November 23, 2018  By B.C. Ministry of Transportation and Infrastructure

Photo: B.C. Ministry of Transportation and Infrastructure/flickr

The Highway 97 six-laning project is complete, making it easier for people to travel through the area by widening the highway and upgrading several busy intersections.

“The Government of Canada recognizes how important investing in transportation networks is to economic growth and strengthening the middle class,” said Stephen Fuhr, MP for Kelowna-Lake Country, on behalf of François-Philippe Champagne, federal Minister of Infrastructure and Communities. “Our government is proud to have helped make the widening of Highway 97 possible, which will allow residents to spend less time on the road and businesses to move their goods to market safely and efficiently.”

This part of the Highway 97 corridor sees approximately 40,000 vehicles a day. Kelowna’s continued growth will mean that number will keep increasing, causing heavier traffic. The completion of this project will help make travel times shorter and help get people where they need to go quicker, through several upgrades.

Improvement work included expanding 4.5 kilometres of Highway 97 to six lanes from Highway 33 to Edwards Road, an increase in high occupancy vehicle (HOV) lanes and intersection upgrades to Leathead, McCurdy, Findlay/Hollywood and Sexsmith roads. Crews also re-aligned Rutland Road with a new roundabout at Old Vernon Road for better traffic flow, along with other side-road improvements.
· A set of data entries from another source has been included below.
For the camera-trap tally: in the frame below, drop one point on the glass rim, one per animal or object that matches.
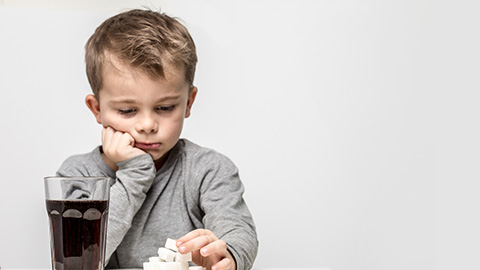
(76, 177)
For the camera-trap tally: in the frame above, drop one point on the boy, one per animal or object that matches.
(141, 65)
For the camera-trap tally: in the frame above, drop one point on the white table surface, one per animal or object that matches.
(265, 268)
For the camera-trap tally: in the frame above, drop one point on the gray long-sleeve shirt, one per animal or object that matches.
(196, 188)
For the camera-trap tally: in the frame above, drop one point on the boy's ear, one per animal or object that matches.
(191, 99)
(94, 106)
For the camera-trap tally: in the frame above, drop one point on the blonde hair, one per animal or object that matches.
(143, 39)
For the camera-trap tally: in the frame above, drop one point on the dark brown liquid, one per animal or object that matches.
(77, 234)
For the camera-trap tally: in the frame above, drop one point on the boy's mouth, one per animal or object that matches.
(147, 146)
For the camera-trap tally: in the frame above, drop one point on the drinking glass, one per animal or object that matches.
(77, 208)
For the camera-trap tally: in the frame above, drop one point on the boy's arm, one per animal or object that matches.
(134, 178)
(127, 193)
(226, 213)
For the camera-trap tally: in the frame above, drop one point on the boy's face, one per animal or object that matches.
(152, 111)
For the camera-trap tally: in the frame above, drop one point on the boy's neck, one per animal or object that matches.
(158, 163)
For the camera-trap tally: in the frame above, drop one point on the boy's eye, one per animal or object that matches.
(126, 111)
(166, 108)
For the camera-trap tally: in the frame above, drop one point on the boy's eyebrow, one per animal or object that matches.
(133, 101)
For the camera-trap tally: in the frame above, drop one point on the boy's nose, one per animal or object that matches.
(147, 124)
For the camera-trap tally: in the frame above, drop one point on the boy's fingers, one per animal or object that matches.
(195, 240)
(218, 248)
(224, 264)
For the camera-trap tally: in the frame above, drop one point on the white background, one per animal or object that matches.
(354, 123)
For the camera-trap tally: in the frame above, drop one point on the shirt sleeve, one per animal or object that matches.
(226, 213)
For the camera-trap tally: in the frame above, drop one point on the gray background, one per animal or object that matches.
(354, 123)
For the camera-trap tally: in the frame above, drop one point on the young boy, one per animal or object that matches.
(141, 65)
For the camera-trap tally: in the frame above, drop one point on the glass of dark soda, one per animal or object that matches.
(77, 209)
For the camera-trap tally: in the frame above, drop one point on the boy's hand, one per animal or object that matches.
(119, 146)
(207, 250)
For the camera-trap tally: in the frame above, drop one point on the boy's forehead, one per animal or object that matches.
(115, 67)
(122, 81)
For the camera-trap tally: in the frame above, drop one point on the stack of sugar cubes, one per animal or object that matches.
(170, 259)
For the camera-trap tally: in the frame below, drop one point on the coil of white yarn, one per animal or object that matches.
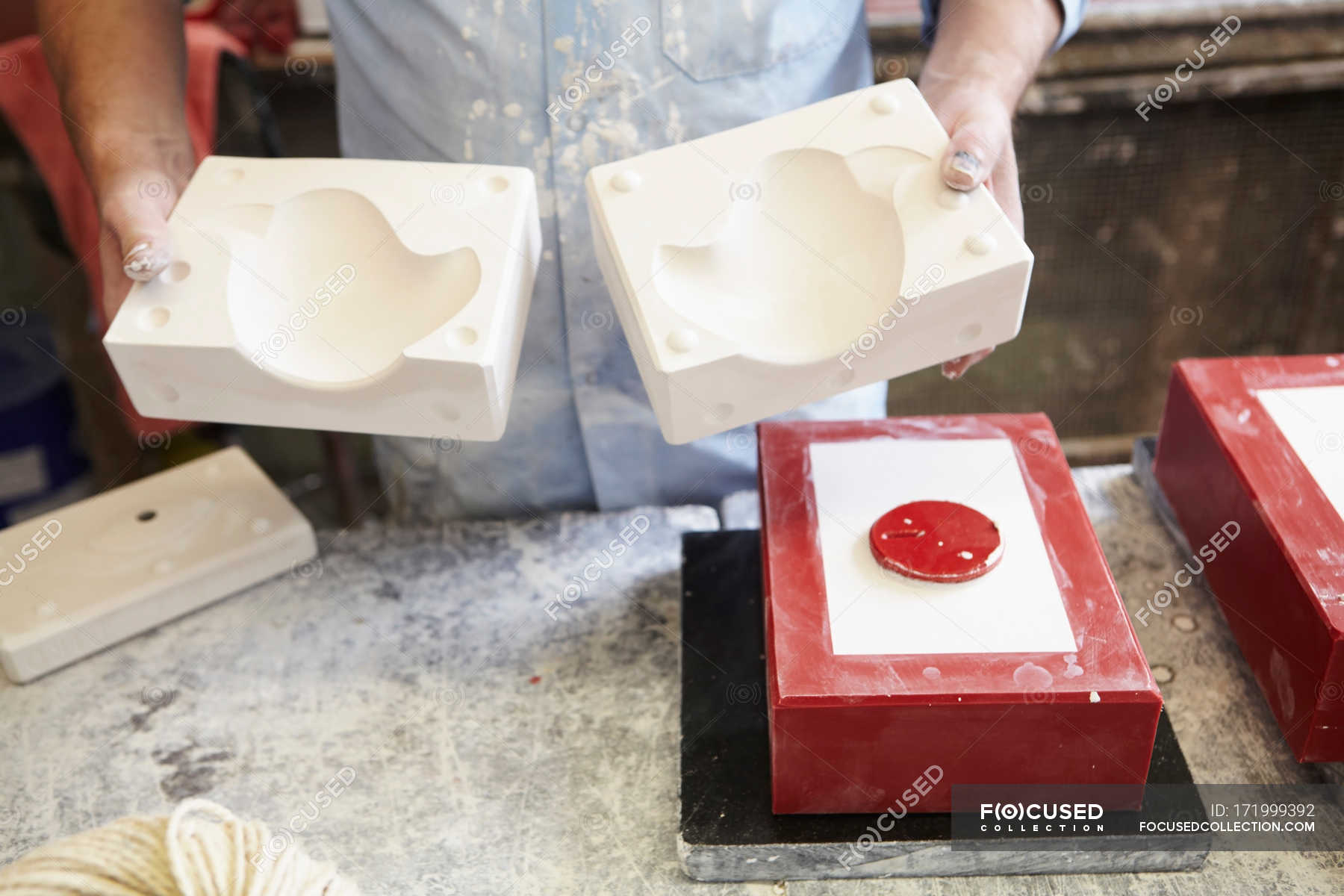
(201, 849)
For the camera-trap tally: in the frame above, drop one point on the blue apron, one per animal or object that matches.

“These upgrades should make it easier and safer for people to move through Kelowna,” said Claire Trevena, B.C.’s Minister of Transportation and Infrastructure. “They also create a better connection from the downtown core to the University of British Columbia Okanagan campus and Kelowna Airport.”

The $67-million project was cost-shared, with $18 million from the federal government through the Building Canada Fund, close to $1 million from the City of Kelowna and the remainder from the Province. The city also expanded the bus, rapid transit and cycling networks in the area to reduce traffic congestion.

“The widening project and intersection upgrades have enhanced our transportation infrastructure for the long term and will reduce congestion and improve safety in this vital corridor,” said Colin Basran, mayor of Kelowna. “We’re very pleased to see this project complete.”

The ministry appreciates peoples’ patience while this work to improve safety and capacity was carried out.